Actress Felicity Huffman and a dozen other parents involved in the massive college admissions cheating scandal will plead guilty to bribery and fraud, authorities announced Monday.
The 13 parents are among nearly 50 people charged last month in the scheme authorities have called the “largest college admissions scam prosecuted by the Justice Department.”
Prosecutors alleged these parents paid admissions consultant William “Rick” Singer, 58, more than $25 million total to rig test scores, cheat on SAT exams, and bribe college coaches, all with the goal of getting their children into elite universities, including the University of Southern California, Georgetown, Stanford, and Yale. Singer pleaded guilty in Boston court last month to charges including racketeering, conspiracy, and obstruction of justice.
The scheme occurred unbeknownst to many of the parents’ children and sent shock waves through the higher-education world.
“I am in full acceptance of my guilt and with deep regret and shame over what I have done, I accept full responsibility for my actions and will accept the consequences that stem from those actions,” Huffman said in a Monday statement. “I am ashamed of the pain I have caused my daughter, my family, my friends, my colleagues and the educational community.I want to apologize to them and, especially, I want to apologize to the students who work hard every day to get into college.”
Huffman, a 56-year-old Emmy Award-winning actress, “agreed to pay Singer at least $15,000 to participate in the college entrance exam cheating scheme for her oldest daughter,” the U.S. Attorney’s Office said Monday.
The payment—which was made out to Key Worldwide Foundation, a non-profit organization run by Singer—ultimately enabled the actress’ daughter to end up with a SAT score of 1420, a 400-point bump from her previous score. Huffman's husband, fellow Emmy-winning actor William H. Macy, was not named in the complaint. She will plead guilty to conspiracy to commit mail fraud and honest services mail fraud.
“My daughter knew absolutely nothing about my actions, and in my misguided and profoundly wrong way I have betrayed her,” Huffman said on Monday, less than a week after she appeared in Boston federal court. “This transgression toward her and the public I will carry for the rest of my life. My desire to help my daughter is no excuse to break the law or engage in dishonesty.”

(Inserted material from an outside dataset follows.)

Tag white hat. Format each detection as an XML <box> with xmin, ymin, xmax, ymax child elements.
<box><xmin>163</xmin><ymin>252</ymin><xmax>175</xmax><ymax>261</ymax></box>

According to Huffman’s plea agreement, prosecutors will seek a four to 10-month prison sentence. Her defense is pushing for a maximum sentence of six months.
Top lawyer Gordon Caplan, who allegedly paid $75,000 to fake his daughter’s learning disability to help her get a better score on a college entrance exam, was also named among the parents who plan to plead guilty.
“I take full and sole responsibility for my conduct and I am deeply ashamed of my behavior and my actions,” the former lawyer said in a Friday statement obtained by The Daily Beast. “I apologize not only to my family, friends, colleagues, and the legal Bar, but also to students everywhere who have been accepted to college through their own hard work.”
In addition to the TV star and dozen other parents who are prepared to plead guilty, the U.S. Attorney’s Office on Monday announced charges against two additional parents: Bruce and Davina Isackson.
The California couple “have both agreed to plead guilty to one count of conspiracy to commit mail fraud and honest services mail fraud,” after allegedly paying $600,000 in Facebook stock to get one daughter into UCLA and another into USC, the affidavit states.
“Thanks for the follow up call regarding the attacked Key Worldwide Foundation involve. Per our discussion can you please send me an email confirming that if [our daughter] is not admitted to UCLA as a freshman for the Fall 2016 class that The Key Worldwide Foundation will refund our $250,000 gift,” Bruce e-mailed Singer on July 11, 2016, according to the affidavit. “Again, both Davina and I are greatly appreciative of all your efforts on [our daughter]’s behalf!”
The 61-year-old father, who also allegedly conspired with Singer to get his younger daughter into USC as a rowing recruit, will also plead guilty to money laundering conspiracy and conspiracy to defraud the IRS. His daughter, who was not named in the affidavit, was not competitive in rowing, “but instead an avid equestrian.”
“No words can express how profoundly sorry we are for what we have done,” the Isacksons said in a statement obtained by The Daily Beast on Monday. “Our duty as parents was to set a good example for our children and instead we have harmed and embarrassed them by our misguided decisions. We have also let down our family, friends, colleagues and our entire community. We have worked cooperatively with the prosecutors and will continue to do so as we take full responsibility for our bad judgment.”